Al-Madan IIª série, n.º 5, Outubro 1996

 

EDITORIAL

 

Quando, em 17 de Novembro de 1979, cerca de uma centena de investigadores e estudantes se reuniram nas Faculdades de Letras e de Ciências do Porto para uma mesa-redonda intitulada “Contribuição das Ciências Naturais e Exactas à Pré-História e à Arqueologia”, formularam três desejos: que as comunicações apresentadas pudessem ser rapidamente editadas e divulgadas; que se desenvolvesse a reflexão multidisciplinar entre a Arqueologia e as outras ciências; que se criassem em Portugal infraestruturas técnicas de suporte à actividade arqueológica, nomeadamente ao nível da prospecção geofísica e de laboratórios de Palinologia e de datação pelo 14C.

Dois anos depois, precisamente há década e meia 1, cumpria-se o primeiro desses votos com a publicação de um conjunto de trabalhos centrados no que então se consideravam as questões “mais urgentes que se levantam à nossa Arqueologia: problemas ligados à prospecção (emprego e interpretação de fotografias aéreas, métodos eléctricos e eléctrico-magnéticos de detecção…), ao estado do meio-ambiente (climas, faunas, floras…), aos métodos de datação, aos contributos da Antropologia física, das análises físicas, das indústrias (petrografia, matalogenia…), aplicações das Matemáticas à Arqueologia, etc.” 2

Quanto aos restantes dois aspectos, a simples lógica do senso comum leva a admitir que a prática científica tenha propiciado naturais desenvolvimentos em disciplinas que, nalguns casos, apenas atravessavam então um estado embrionário, ao mesmo tempo que a observação da bibliografia entretanto produzida torna evidente a gradual construção de objectos e metodologias específicas de novas áreas de produção de conhecimento.
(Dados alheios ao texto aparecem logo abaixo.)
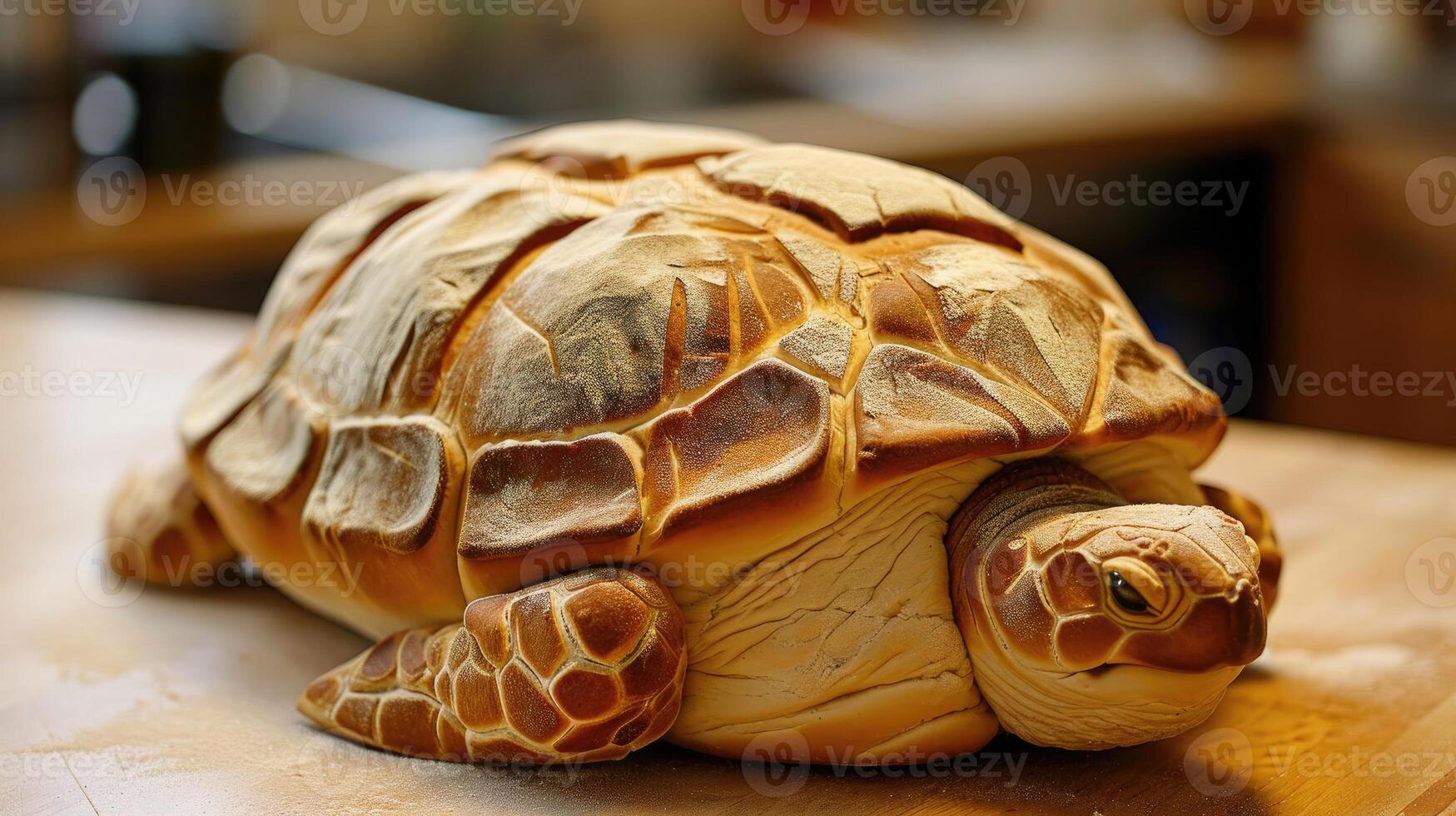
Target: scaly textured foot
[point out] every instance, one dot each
(584, 668)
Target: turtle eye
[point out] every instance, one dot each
(1125, 595)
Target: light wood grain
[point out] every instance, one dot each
(182, 701)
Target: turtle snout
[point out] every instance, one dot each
(1218, 631)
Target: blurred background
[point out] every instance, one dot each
(1273, 181)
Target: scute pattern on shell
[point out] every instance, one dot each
(727, 322)
(577, 669)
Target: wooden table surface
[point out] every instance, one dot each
(182, 701)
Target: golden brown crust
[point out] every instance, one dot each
(524, 495)
(858, 196)
(579, 669)
(643, 286)
(915, 410)
(1259, 526)
(159, 530)
(620, 147)
(312, 267)
(763, 430)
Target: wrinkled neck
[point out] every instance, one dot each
(1021, 495)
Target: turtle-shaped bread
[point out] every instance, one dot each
(661, 431)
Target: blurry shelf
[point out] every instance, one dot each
(178, 232)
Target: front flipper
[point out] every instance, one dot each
(161, 530)
(1259, 528)
(579, 669)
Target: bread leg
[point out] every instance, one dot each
(579, 669)
(159, 530)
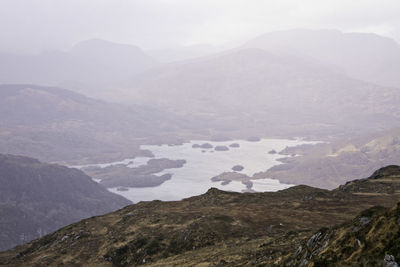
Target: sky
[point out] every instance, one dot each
(32, 26)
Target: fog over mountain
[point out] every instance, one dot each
(107, 102)
(367, 57)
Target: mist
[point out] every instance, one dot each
(149, 111)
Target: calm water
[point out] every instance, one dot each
(194, 177)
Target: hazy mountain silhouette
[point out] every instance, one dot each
(56, 124)
(255, 88)
(88, 63)
(364, 56)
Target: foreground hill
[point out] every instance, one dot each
(342, 160)
(214, 229)
(364, 56)
(38, 198)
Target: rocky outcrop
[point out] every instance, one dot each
(38, 198)
(221, 148)
(234, 145)
(237, 168)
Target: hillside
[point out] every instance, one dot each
(370, 239)
(87, 66)
(214, 229)
(342, 160)
(364, 56)
(37, 198)
(255, 91)
(54, 124)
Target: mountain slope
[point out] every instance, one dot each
(224, 228)
(92, 62)
(342, 160)
(363, 56)
(54, 124)
(254, 89)
(38, 198)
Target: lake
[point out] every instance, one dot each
(194, 178)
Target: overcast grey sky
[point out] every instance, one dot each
(35, 25)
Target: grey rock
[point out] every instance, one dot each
(365, 220)
(237, 168)
(389, 261)
(221, 148)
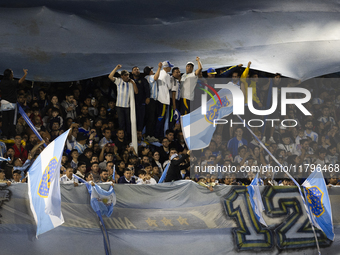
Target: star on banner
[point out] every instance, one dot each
(182, 220)
(151, 222)
(167, 222)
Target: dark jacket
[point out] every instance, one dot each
(174, 171)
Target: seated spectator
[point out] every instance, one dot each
(106, 139)
(321, 155)
(127, 178)
(326, 119)
(332, 156)
(81, 142)
(55, 130)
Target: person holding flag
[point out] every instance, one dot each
(172, 171)
(102, 203)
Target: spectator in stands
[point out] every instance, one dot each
(106, 139)
(175, 95)
(95, 171)
(68, 177)
(142, 98)
(175, 167)
(127, 178)
(121, 142)
(164, 150)
(70, 104)
(20, 151)
(124, 85)
(164, 85)
(237, 141)
(151, 107)
(81, 170)
(104, 176)
(8, 87)
(309, 133)
(326, 119)
(188, 84)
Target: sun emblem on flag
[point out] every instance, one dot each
(44, 186)
(315, 198)
(212, 114)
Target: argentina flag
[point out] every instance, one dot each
(318, 203)
(197, 128)
(256, 200)
(44, 187)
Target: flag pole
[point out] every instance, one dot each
(315, 236)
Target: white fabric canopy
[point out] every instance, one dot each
(70, 40)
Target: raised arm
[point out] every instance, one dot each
(158, 71)
(199, 69)
(229, 71)
(113, 73)
(22, 79)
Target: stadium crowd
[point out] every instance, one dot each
(99, 148)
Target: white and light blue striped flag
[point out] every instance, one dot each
(44, 186)
(256, 200)
(197, 128)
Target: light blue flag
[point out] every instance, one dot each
(318, 203)
(102, 203)
(197, 128)
(256, 200)
(44, 187)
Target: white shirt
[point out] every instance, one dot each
(164, 85)
(65, 179)
(188, 84)
(123, 96)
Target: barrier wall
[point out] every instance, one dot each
(170, 218)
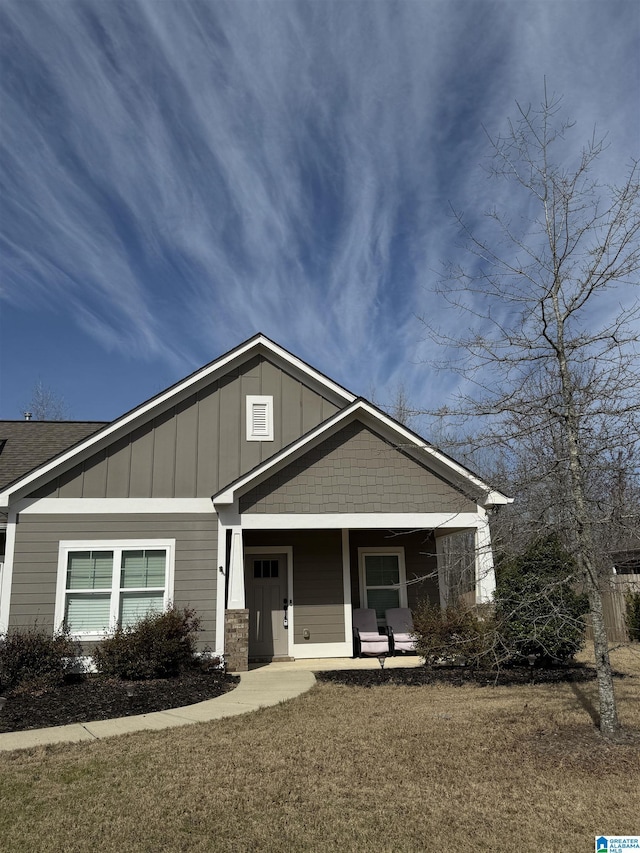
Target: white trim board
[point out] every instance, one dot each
(361, 520)
(258, 344)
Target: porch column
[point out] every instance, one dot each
(236, 571)
(443, 575)
(485, 573)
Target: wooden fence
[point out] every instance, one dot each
(614, 607)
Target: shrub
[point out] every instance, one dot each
(30, 656)
(632, 604)
(538, 611)
(158, 646)
(458, 634)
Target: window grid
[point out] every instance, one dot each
(382, 580)
(91, 610)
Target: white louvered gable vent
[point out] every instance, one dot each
(259, 418)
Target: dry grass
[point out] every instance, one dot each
(340, 768)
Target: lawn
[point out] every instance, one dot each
(344, 768)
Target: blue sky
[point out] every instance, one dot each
(176, 176)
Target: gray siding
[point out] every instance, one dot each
(197, 446)
(318, 594)
(355, 471)
(36, 560)
(419, 557)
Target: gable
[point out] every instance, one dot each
(197, 445)
(355, 470)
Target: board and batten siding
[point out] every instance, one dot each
(197, 446)
(35, 565)
(355, 470)
(318, 590)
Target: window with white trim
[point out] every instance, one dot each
(259, 418)
(104, 584)
(383, 582)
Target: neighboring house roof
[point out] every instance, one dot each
(25, 445)
(406, 440)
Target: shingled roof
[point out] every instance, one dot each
(25, 445)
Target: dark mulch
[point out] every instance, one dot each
(456, 676)
(96, 698)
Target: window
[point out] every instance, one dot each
(259, 418)
(101, 585)
(382, 579)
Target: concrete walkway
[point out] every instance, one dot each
(258, 688)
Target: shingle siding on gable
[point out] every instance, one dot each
(354, 471)
(198, 446)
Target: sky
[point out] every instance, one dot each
(177, 175)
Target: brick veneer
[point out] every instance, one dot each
(236, 640)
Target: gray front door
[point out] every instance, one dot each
(266, 591)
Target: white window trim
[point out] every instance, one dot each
(253, 400)
(373, 552)
(117, 546)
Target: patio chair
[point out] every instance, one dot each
(400, 628)
(367, 640)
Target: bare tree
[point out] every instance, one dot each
(46, 404)
(550, 354)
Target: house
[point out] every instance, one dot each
(257, 491)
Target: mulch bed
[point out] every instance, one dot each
(457, 676)
(95, 698)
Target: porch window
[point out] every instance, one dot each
(104, 585)
(259, 418)
(382, 579)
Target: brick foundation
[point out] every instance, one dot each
(236, 640)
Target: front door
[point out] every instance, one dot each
(266, 591)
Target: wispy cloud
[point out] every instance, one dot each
(178, 175)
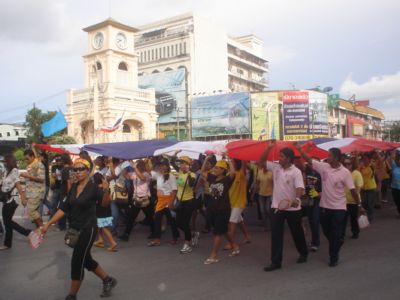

Contudo, estas considerações não haviam ainda conduzido a uma tentativa de sistematização semelhante à realizada no Porto.

Foi este o desafio que lançámos a alguns colaboradores de Al-Madan, convidando-os a apresentar o estado da questão quanto às relações entre a Arqueologia e as grandes áreas das restantes Ciências Sociais e Humanas, das Ciências da Terra e da Natureza, da Arqueometria, da Estatística… O resultado é um caderno especial com um diversificado leque de contribuições que abordam fundamentos, objectivos e princípios metodológicos de temáticas como as da geoarqueologia, arqueozoologia, malacofauna e paleoecologia, passando pela prospecção geofísica, teledetecção, métodos de datação e caracterização de materiais arqueológicos, para terminar na paleobiologia e nas temáticas da estatística e quantificação.

Sem pretensões de esgotar um tema que não o permite 3, este é apenas mais um contributo para uma reflexão epistemológica que, respeitando a especificidade das áreas de saber, esbata fronteiras disciplinares e crie condições para que “a relação arqueólogo-outro cientista se processe num duplo sentido, com mútua vantagem e eventual criação, em comum, de metodologias e conceitos novos” 4.

De qualquer forma, se a realidade dos recursos humanos e das infraestruturas disponíveis é hoje bem mais satisfatória que em 1979, falta ainda percorrer um longo caminho até que os cada vez mais frequentes contactos entre profissionais de diferente formação se traduzam em relações institucionais estáveis e profícuas, conferindo à Arqueologia o seu verdadeiro estatuto de ciência aglutinadora de variadas valências, área por excelência adequada ao estudo do Homem como todo complexo e multifacetado, no plano da cultura material que produziu, das formas de organização social que praticou, das construções simbólicas e das representações que criou.

 

Jorge Raposo [in p. 4]

 

1 Ver Arqueologia (1981), n.º 4, Porto: Grupo de Estudos Arqueológicos do Porto.

2 Roche, Jean, “Apresentação”, in ob. cit.: 2.

3 A propósito de uma área aqui não explorada, veja-se o exemplo recente do excelente diálogo que o Prof. Jorge de Alarcão estabelece entre a teoria arqueológica e os paradigmas mais comuns à História, à Antropologia e à Sociologia – “A Arqueologia e o Tempo” (1995), in Conimbriga, 32-33 (1993-1994): 9-56.

4 Jorge, Vítor Oliveira, “O Que Pedem os Arqueólogos aos Outros Cientistas?”, in Arqueologia (1981), n.º 4: 5.